Highly stretchable, self-healing, and strain-sensitive based on double-crosslinked nanocomposite hydrogel

Abstract In recent years, flexible hydrogel strain sensors have shown potential applications in artificial intelligence, such as medical monitoring, human motion detection, and intelligent robotics. It is a challenge for flexible strain sensors with stretchable and efficient healing to ensure stable sensing under repeated deformations or damage. In this study, a highly stretchable, self-healing, and strain-sensitive hydrogel was prepared from acrylic acid (AA), graphene oxide (GO), iron ions (Fe3+), and ammonium persulfate (APS) via one-step in-situ polymerization without a chemical crosslinker.
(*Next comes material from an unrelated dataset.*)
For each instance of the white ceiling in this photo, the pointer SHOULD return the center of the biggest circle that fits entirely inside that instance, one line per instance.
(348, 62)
The polyacrylic acid (PAA)-GO hydrogel showed dual crosslinking effect: (i) ionic coordination bonding between Fe3+ ions and the carboxylic functional groups of PAA and GO and (ii) hydrogen bonding between the polar functional groups of PAA and the oxygen-containing functional groups of PAA and GO. Because of dynamic double-crosslinked networks, the hydrogel exhibited superior stretchability (1185.53% elongation at break) and self-healing property (88.64% healing efficiency) as well as electrical self-healing performance. Moreover, strain-sensitive conductive hydrogels can be used as flexible sensors to monitor body motions (e.g., bending of fingers, wrists, and elbows) by detecting change in electrical signal and can be used as wearable sensors and for personal health monitoring.